Early this morning after a night of drinking I woke up and really had to pee. I'm sure you know what I'm talking about. But what happens if I don't? Is there a long-term health risk if I regularly choose to hold it? If alcohol is thrown into the equation, are there other effects or considerations?
Illustration by Slug Signorino
I have to level with you, Matt. When I wake up after a long night with the needle pegged on F, my first thought isn’t: what if I held this in? But that’s OK–a willingness to think outside the box is the mark of a true scientist. Luckily, you needn’t experiment on yourself. Many folks who really are scientists sometimes enjoy a cold one, and as often happens following alcohol consumption, they’ve had occasion to study their bodily functions up close.
When you drink, liquid passes from your stomach and small intestine into your bloodstream. Your body monitors how dilute your blood is, and varies urine production depending on salt content and volume consumed. A night of tippling gives you a lot of liquid to unload, and while you’re in bed your kidneys are going to be busy.

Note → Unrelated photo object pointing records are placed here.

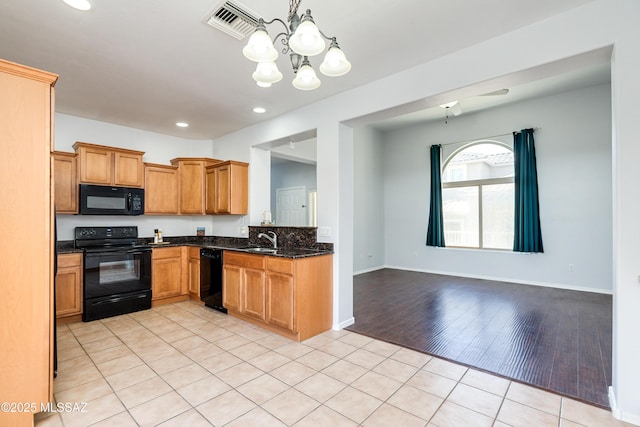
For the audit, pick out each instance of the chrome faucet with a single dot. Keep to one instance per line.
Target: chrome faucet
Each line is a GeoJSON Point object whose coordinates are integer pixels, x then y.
{"type": "Point", "coordinates": [273, 240]}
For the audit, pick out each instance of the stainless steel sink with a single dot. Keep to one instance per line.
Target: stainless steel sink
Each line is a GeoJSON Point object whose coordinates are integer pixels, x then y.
{"type": "Point", "coordinates": [261, 250]}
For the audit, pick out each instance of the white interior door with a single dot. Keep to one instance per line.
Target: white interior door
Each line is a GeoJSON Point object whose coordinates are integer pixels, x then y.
{"type": "Point", "coordinates": [291, 206]}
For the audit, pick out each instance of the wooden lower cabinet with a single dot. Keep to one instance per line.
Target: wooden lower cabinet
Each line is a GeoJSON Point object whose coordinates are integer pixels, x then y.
{"type": "Point", "coordinates": [280, 303]}
{"type": "Point", "coordinates": [69, 285]}
{"type": "Point", "coordinates": [169, 281]}
{"type": "Point", "coordinates": [293, 297]}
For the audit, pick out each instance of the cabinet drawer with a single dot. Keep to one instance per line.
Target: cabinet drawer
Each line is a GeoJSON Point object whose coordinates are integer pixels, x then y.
{"type": "Point", "coordinates": [280, 265]}
{"type": "Point", "coordinates": [244, 260]}
{"type": "Point", "coordinates": [70, 260]}
{"type": "Point", "coordinates": [172, 252]}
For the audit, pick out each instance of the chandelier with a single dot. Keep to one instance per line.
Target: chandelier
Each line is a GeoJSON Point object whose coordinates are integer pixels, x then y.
{"type": "Point", "coordinates": [301, 39]}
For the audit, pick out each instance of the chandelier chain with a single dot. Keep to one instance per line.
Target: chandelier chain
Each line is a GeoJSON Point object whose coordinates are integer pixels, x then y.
{"type": "Point", "coordinates": [293, 8]}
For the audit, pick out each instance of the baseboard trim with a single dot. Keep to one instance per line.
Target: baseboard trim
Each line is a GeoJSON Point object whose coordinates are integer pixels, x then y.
{"type": "Point", "coordinates": [612, 403]}
{"type": "Point", "coordinates": [618, 414]}
{"type": "Point", "coordinates": [369, 270]}
{"type": "Point", "coordinates": [503, 279]}
{"type": "Point", "coordinates": [344, 324]}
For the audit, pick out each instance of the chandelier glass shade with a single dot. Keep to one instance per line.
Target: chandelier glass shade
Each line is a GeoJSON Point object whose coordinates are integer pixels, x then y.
{"type": "Point", "coordinates": [301, 39]}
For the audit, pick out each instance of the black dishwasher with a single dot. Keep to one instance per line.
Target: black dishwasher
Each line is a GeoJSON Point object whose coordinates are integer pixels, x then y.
{"type": "Point", "coordinates": [211, 278]}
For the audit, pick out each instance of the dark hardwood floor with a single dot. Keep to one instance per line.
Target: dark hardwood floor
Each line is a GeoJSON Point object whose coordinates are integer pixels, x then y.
{"type": "Point", "coordinates": [554, 339]}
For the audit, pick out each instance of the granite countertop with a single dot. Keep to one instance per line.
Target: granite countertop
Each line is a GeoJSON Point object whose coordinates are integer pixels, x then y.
{"type": "Point", "coordinates": [235, 244]}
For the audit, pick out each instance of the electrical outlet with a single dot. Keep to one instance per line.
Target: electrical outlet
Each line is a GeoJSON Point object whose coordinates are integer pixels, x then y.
{"type": "Point", "coordinates": [324, 231]}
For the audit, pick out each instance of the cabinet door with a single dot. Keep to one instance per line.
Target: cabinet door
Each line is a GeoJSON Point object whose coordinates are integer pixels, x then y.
{"type": "Point", "coordinates": [191, 187]}
{"type": "Point", "coordinates": [166, 278]}
{"type": "Point", "coordinates": [161, 190]}
{"type": "Point", "coordinates": [232, 281]}
{"type": "Point", "coordinates": [65, 182]}
{"type": "Point", "coordinates": [211, 194]}
{"type": "Point", "coordinates": [253, 289]}
{"type": "Point", "coordinates": [194, 272]}
{"type": "Point", "coordinates": [69, 285]}
{"type": "Point", "coordinates": [223, 196]}
{"type": "Point", "coordinates": [280, 302]}
{"type": "Point", "coordinates": [96, 165]}
{"type": "Point", "coordinates": [128, 169]}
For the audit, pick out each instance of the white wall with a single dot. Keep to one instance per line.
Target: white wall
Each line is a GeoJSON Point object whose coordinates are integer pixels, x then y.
{"type": "Point", "coordinates": [287, 174]}
{"type": "Point", "coordinates": [368, 200]}
{"type": "Point", "coordinates": [546, 46]}
{"type": "Point", "coordinates": [573, 149]}
{"type": "Point", "coordinates": [158, 149]}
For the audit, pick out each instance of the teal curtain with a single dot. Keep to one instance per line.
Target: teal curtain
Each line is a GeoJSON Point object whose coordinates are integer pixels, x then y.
{"type": "Point", "coordinates": [527, 234]}
{"type": "Point", "coordinates": [435, 231]}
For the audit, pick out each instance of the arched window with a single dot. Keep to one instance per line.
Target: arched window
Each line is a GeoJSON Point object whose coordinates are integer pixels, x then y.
{"type": "Point", "coordinates": [477, 196]}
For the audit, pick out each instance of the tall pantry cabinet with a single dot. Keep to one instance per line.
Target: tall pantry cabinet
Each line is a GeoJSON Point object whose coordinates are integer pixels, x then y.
{"type": "Point", "coordinates": [27, 248]}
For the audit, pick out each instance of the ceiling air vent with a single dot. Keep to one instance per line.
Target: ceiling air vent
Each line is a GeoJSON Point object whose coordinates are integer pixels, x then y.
{"type": "Point", "coordinates": [233, 19]}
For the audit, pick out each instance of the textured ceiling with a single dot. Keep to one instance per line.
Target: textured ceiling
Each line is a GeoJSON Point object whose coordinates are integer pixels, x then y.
{"type": "Point", "coordinates": [148, 64]}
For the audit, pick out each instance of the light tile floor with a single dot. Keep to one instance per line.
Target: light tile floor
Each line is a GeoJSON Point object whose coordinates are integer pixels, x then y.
{"type": "Point", "coordinates": [186, 365]}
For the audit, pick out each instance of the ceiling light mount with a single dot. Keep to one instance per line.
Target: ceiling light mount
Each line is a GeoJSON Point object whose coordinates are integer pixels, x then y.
{"type": "Point", "coordinates": [301, 39]}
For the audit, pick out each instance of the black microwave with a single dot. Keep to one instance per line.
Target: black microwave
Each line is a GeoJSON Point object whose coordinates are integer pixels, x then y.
{"type": "Point", "coordinates": [107, 200]}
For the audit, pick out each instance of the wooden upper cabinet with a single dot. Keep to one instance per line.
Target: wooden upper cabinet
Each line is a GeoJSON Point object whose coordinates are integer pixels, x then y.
{"type": "Point", "coordinates": [191, 183]}
{"type": "Point", "coordinates": [227, 188]}
{"type": "Point", "coordinates": [128, 169]}
{"type": "Point", "coordinates": [65, 182]}
{"type": "Point", "coordinates": [109, 165]}
{"type": "Point", "coordinates": [160, 189]}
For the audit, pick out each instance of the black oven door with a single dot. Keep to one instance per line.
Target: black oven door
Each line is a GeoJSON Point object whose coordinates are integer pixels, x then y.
{"type": "Point", "coordinates": [116, 281]}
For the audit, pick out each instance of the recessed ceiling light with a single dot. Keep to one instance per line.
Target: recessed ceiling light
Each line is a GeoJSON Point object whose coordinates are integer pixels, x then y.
{"type": "Point", "coordinates": [79, 4]}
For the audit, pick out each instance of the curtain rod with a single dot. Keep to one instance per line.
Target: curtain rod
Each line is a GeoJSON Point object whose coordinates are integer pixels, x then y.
{"type": "Point", "coordinates": [484, 137]}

As you sleep, your bladder fills up. It’s a tough, muscular bag that stretches as it fills, and as it does so stretch receptor nerves tell you that you’re approaching capacity and it’s time to head for the can. Maximum bladder volume varies, ranging from about a pint to nearly a quart (imagine the patient research so somebody could plot that on a spreadsheet), with the urge to go kicking in at anywhere from 5 to 13 fluid ounces. Your bladder has two sphincters on the bottom that keep the contents in, one controlled automatically by your nervous system and a second controlled voluntarily by . . . well, it’s still your nervous system, but higher up in the chain of command. With luck, you can control that second one well enough to wake up dry.
Now for the complications. The ureters, the tubes that feed from each kidney to the bladder, don’t have valves to prevent reverse flow. If your bladder gets too full, the fluid can back up into the kidneys, leading to potentially serious medical issues. Kidneys work by a pressure differential system involving a fine network of capillaries and tubules, and fluid backup will make them less effective at filtering your blood. Depending on how high the back pressure gets, your kidneys could be damaged. The area at greatest risk is the kidney’s central collection region, the pelvis and calyces, which may become dilated, a condition called hydronephrosis. Another risk from high bladder pressure is kidney infection due to bacteria forced up from below, called pyelonephritis.
But don’t worry. Unless there’s some physical obstruction, or you’ve got a lingering case of childhood voiding dysfunction (see below), you’ll let go long before back pressure can do any real harm. If you do have a blockage, such as from kidney or bladder stones, different story, but should that happen you’ll know it–the pain caused by stones is legendary.
Generally speaking, voluntary urine retention won’t hurt your bladder either. It’s rugged and well suited to the purpose, so it’s not going to explode just because you’re determined to hold out. Some cite astronomer Tycho Brahe, of golden nose fame, who reputedly died of a burst bladder after he refused to leave a banquet table for fear of being rude. However, most theories on the cause of his death now focus on a bladder infection, mercury poisoning, or both.
That’s not to say bladders can’t break. A full bladder can be ruptured during a car accident–impact with the steering column or an improperly worn seat belt is often what does it–since there isn’t time for the sphincters to open and relieve the pressure. Other complaints you’re likely to have at the same time, such as a broken pelvis, can make surgical treatment difficult. So keep that belt low across your hips, not snugged around your middle, and if you feel a traffic accident coming on, go to the bathroom first.
Alcohol can complicate the retention issue, mainly because like caffeine it’s a diuretic, meaning it stimulates urine production. It also has anesthetic properties, so you may not realize how full your bladder is getting, but again like caffeine it’s an irritant, making it feel more urgent for you to urinate.
In the last analysis, however, the issue isn’t physiological but psychological. I mentioned voiding dysfunction, which sometimes develops in children who refuse to go to the bathroom for extended periods, leading to incontinence (hey, there are physical limits), infection, and other problems. Freud made a career out of people who held in what they shouldn’t have. Spare yourself years of therapy, Matt–when your body tells you to go, go.